Teaching Children about Fairness

Image of Fran the Fair Frog

For young children, fairness means:

  • Knowing and following the rules.
  • Sharing with friends and family.
  • Listening to friends and family.
  • Not blaming family and friends.

Young children are very impressionable, and parents are the most important teacher children ever have. One way you can help your child learn to be fair is by example. If your child sees you following rules, sharing with your family, listening to others and not placing blame, he or she will be likely to follow your example.

Infants and fairness

One important way to establish a foundation for teaching fairness to your child is by listening. When your child is awake and alert, listen to her different sounds and respond to them. When your baby starts babbling, she will love to hear you copy her sounds and she will probably babble some more. If your baby sees you respond to her babbling, she will babble some more. You will be encouraging language development. Remember that listening is character development. Babies who are listened to will learn that they are important and valuable and will be likely to listen to others when they are older.

Toddlers and fairness

Concepts of fairness are not easy for toddlers to understand. During this time, think of building a foundation of fairness. Many things you do for your child will help in her later understanding of fairness. Listening to your toddler is a good example. When your toddler wants your attention, let her know you care by getting down on her level and listening to her. She will learn from this that she is important and listening to others is important.

Toddlers love to hand toys and objects to adults. This is an early form of sharing. Pay attention to these moments and to your toddler's sharing behavior, and your toddler will learn the value of sharing (take note that this probably will take several years to develop). Remember that part of being fair is following the rules. The first rules toddlers usually learn revolve around safety issues, for example, not touching hot pots on the stove or staying away from the street. The rules may not be easy to enforce, but toddlers need boundaries, and enforcing rules is a good way to to this.

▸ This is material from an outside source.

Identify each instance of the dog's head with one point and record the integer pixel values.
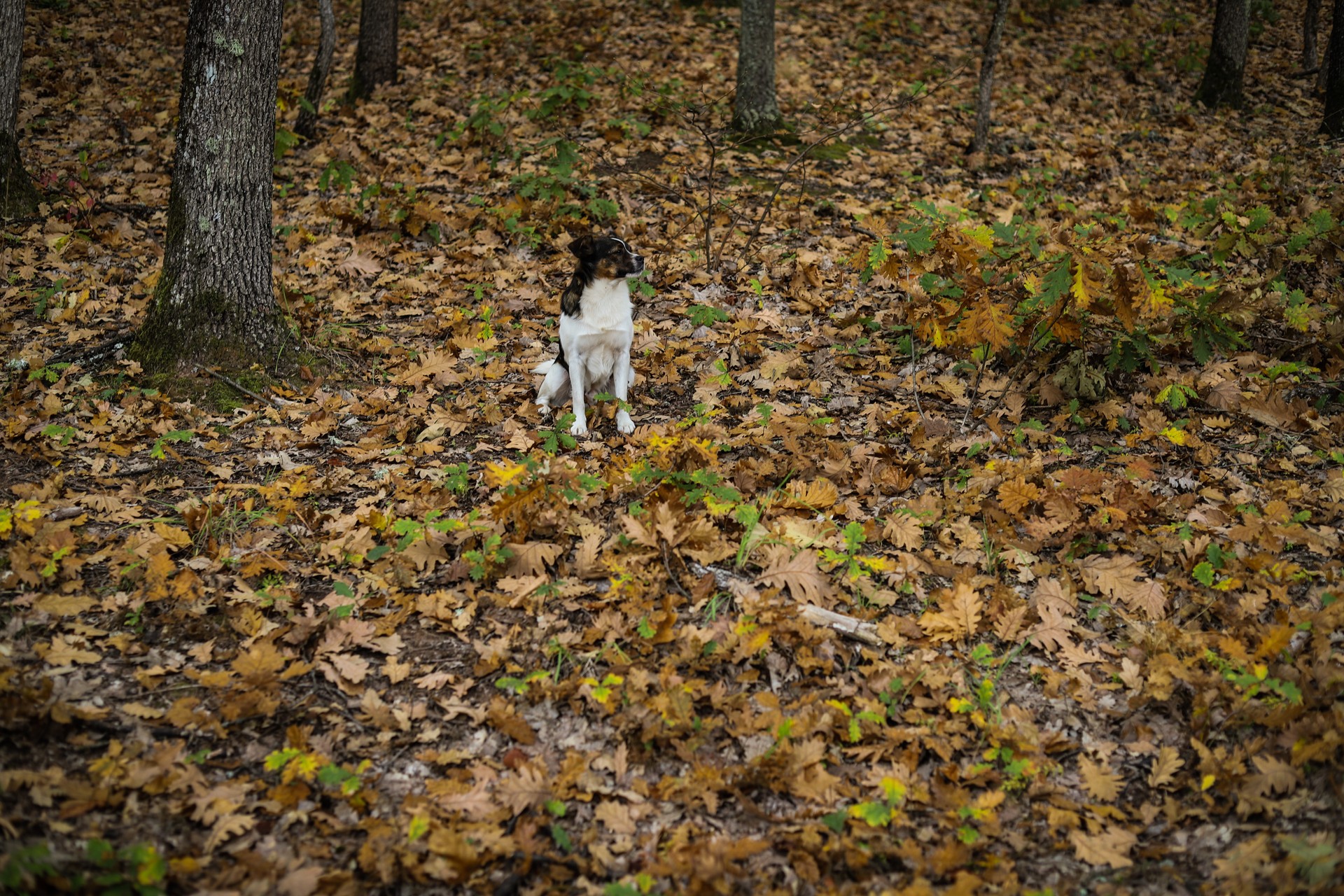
(605, 258)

Preschool classrooms generally have rules, such as no running inside, pick up your toys when you are through with them or be kind to your friends. Enforcing similar rules at home will be helpful to your child because he or she will become accustomed to following the same standard of behavior at home and at school. If you are unsure of what rules to establish at home, you may want to involve your children. Their ideas may surprise you.

Playing card or board games with your child is another way to encourage your children to take turns and share. Look for games that are designed for the age of your child. They will not be frustrating, but will still provide a challenge.